An Ontario Divisional Court ruling dismissed an appeal of a decision recognizing that the members of one not-for-profit were de facto members of another charity. On January 6, 2021, the Divisional Court in Bose v Bangiya Parishad Toronto (the “Appeal”) dismissed the appeal of an August 26, 2019 Superior Court decision on two applications that awarded costs (the “Applications”). The Applications, discussed in the October 2019 Charity & NFP Law Update, concerned a dispute that arose in 2016 between the Prabasi Bengal Cultural Association, which organized cultural events for members of the Bengali community (“Cultural Organization”), and the Bangiya Parishad Toronto (“Religious Corporation”), which are both not-for-profit corporations incorporated under the Corporations Act (Ontario).

For several decades, the two organizations had a common board of directors and issued consolidated financial statements. The Religious Corporation owned the community centre — the Tagore Centre — from which both organizations have carried out their programs over the years. The Cultural Organization was properly organized under its incorporating statute and held membership elections. In contrast, the Religious Corporation was never properly organized from a corporate law perspective. The board of directors of the Cultural Organization functioned as the board of directors for both corporations, and members of the Cultural Organization were always treated as members of the Religious Corporation, even though the by-laws of the Cultural Organization did not mention the Religious Corporation.

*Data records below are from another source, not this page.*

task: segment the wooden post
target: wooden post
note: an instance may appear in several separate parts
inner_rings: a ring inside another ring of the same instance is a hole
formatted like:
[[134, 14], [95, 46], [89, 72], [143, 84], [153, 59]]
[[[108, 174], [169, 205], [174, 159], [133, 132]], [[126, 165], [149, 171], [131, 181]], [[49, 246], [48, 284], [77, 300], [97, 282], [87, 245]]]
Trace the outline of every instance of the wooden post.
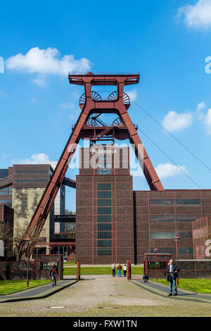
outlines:
[[131, 261], [127, 260], [127, 278], [131, 280]]
[[77, 279], [80, 280], [81, 279], [81, 261], [78, 260], [77, 261]]

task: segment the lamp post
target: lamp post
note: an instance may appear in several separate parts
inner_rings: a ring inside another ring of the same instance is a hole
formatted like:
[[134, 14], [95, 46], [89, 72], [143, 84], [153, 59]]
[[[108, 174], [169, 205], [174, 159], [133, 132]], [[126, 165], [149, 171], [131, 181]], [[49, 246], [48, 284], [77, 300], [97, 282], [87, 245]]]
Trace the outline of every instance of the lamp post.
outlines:
[[[174, 240], [176, 242], [176, 251], [177, 251], [177, 266], [178, 266], [178, 242], [181, 238], [179, 237], [175, 237]], [[179, 277], [177, 277], [177, 284], [179, 286]]]
[[51, 249], [52, 249], [52, 247], [51, 247], [51, 246], [49, 246], [49, 258], [50, 258], [50, 271], [51, 271]]
[[27, 287], [29, 287], [29, 255], [30, 255], [30, 238], [27, 238], [25, 241], [27, 243]]
[[157, 253], [158, 249], [154, 249], [153, 251], [155, 252], [155, 265], [156, 265], [156, 280], [158, 282], [158, 266], [157, 266]]

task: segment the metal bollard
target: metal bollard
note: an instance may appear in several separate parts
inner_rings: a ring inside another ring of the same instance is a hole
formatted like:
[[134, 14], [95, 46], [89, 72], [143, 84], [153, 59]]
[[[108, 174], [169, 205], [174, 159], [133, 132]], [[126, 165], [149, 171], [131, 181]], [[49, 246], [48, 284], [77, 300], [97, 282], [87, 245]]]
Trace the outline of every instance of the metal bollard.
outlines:
[[127, 260], [127, 278], [131, 280], [131, 261]]
[[80, 260], [77, 261], [77, 279], [80, 280], [81, 279], [81, 261]]

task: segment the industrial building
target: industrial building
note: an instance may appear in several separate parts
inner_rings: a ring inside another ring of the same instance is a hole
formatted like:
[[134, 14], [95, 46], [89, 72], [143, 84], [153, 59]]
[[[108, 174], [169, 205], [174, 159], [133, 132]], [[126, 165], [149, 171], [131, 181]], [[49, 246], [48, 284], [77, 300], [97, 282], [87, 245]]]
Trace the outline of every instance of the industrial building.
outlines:
[[[180, 238], [179, 258], [203, 256], [193, 224], [211, 215], [211, 189], [163, 187], [127, 111], [130, 100], [124, 87], [139, 80], [139, 74], [69, 74], [70, 83], [83, 87], [84, 93], [80, 115], [58, 163], [15, 165], [7, 177], [1, 175], [0, 187], [13, 187], [14, 238], [18, 227], [27, 223], [27, 235], [37, 237], [35, 249], [51, 249], [89, 264], [127, 259], [140, 263], [155, 249], [158, 254], [175, 255], [175, 237]], [[117, 90], [102, 99], [93, 89], [98, 85]], [[105, 113], [117, 118], [106, 124], [101, 117]], [[65, 176], [80, 139], [89, 139], [90, 146], [79, 149], [75, 182]], [[129, 148], [117, 147], [115, 139], [129, 139], [133, 146], [148, 191], [134, 191]], [[62, 215], [63, 185], [76, 188], [75, 216]], [[207, 226], [210, 238], [210, 223]], [[23, 250], [25, 242], [21, 245]]]
[[[106, 153], [99, 154], [102, 149]], [[140, 263], [155, 248], [158, 254], [175, 256], [175, 237], [181, 238], [179, 258], [193, 258], [192, 223], [211, 215], [211, 190], [133, 191], [127, 148], [96, 145], [81, 149], [79, 155], [77, 259], [97, 264], [129, 258]], [[94, 156], [97, 166], [88, 168]]]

When the dispute arose, a minority of the Religious Corporation’s board took action to nullify the election of that board and purported to form a new board of directors for the Religious Corporation (the “New Board”). The New Board then began to govern the Religious Corporation independently of the Cultural Organization and took steps to change the locks of the Tagore Centre so the Cultural Organization members could no longer access it. The Applications were brought by the Cultural Organization: (1) To regain access to the Tagore Centre (“Lease Application”); and (2) To resolve the issue of who were the lawful directors of the Religious Corporation are (“Governance Application”). The Applications judge ordered: (1) That the Religious Corporation must deliver the keys for the Tagore Centre to the Cultural Organization; and (2) That an election be held for a new common board of directors within 30 days where the paid-up members of the Cultural Organization would be entitled to vote. The Applications judge also awarded costs of $20,000 in favour of the applicants in the Lease Application and $35,000 to the applicants in favour of the Governance Application.

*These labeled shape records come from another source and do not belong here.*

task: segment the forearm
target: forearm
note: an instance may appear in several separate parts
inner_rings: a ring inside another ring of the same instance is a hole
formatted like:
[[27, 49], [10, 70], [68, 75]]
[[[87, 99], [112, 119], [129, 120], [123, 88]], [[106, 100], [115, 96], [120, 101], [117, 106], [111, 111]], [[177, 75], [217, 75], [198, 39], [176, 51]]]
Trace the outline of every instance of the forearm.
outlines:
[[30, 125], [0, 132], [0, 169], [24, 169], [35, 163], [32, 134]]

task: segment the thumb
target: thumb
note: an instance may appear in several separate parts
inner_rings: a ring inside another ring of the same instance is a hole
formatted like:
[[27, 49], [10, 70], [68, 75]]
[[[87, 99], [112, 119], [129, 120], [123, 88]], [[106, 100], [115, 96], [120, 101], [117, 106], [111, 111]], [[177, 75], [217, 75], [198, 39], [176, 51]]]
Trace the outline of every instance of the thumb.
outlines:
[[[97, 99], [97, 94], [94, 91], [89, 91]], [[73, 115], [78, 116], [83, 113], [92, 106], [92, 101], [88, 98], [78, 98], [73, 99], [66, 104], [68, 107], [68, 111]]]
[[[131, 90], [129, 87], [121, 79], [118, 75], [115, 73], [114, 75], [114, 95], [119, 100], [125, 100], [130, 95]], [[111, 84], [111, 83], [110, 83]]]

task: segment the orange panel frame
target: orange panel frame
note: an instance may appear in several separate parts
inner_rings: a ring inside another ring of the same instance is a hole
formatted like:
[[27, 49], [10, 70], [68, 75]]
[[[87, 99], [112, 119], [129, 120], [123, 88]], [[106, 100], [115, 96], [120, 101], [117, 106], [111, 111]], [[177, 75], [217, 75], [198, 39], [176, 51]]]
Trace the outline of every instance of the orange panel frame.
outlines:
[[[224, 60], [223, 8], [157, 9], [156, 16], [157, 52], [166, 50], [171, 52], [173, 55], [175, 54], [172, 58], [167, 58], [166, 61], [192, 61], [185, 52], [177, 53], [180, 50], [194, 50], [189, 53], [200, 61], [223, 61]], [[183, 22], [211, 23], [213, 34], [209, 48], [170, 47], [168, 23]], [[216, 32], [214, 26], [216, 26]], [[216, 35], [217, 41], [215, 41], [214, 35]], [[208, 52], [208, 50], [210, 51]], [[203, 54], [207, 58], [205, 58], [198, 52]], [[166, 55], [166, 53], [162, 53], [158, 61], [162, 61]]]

The Religious Corporation appealed the orders and also argued that the costs were excessive. The Divisional Court noted that it was not possible to call a meeting of the members of the Religious Corporation, because the Religious Corporation had not taken the formal steps necessary to enact its own by-laws or admit its own members. However, the Divisional Court recognized that this does not mean that the Religious Corporation did not have members, as the Religious Corporation had treated the members of the Cultural Organization as its members for decades, and the members of the Cultural Organization had regarded themselves as members of the Religious Corporation. In this regard, the Divisional Court recognized that the Religious Corporation’s members, were the paid-up members of the Cultural Organization and s. 297 of the Corporations Act (Ontario) gave the Application Judge the authority to have those members hold a meeting to determine whom they wished to run their organizations, as the most practical and democratic option.

As mentioned earlier in this summary, the Divisional Court upheld the findings in the Applications. This decision illustrates what can happen when factions within a not-for-profit corporation attempt to take over control of the board of directors in a manner that is prejudicial to the rights of its members. This case also affirms the importance of complying with basic corporate law requirements (including adoption of an appropriate by-law and complying with by-law provisions).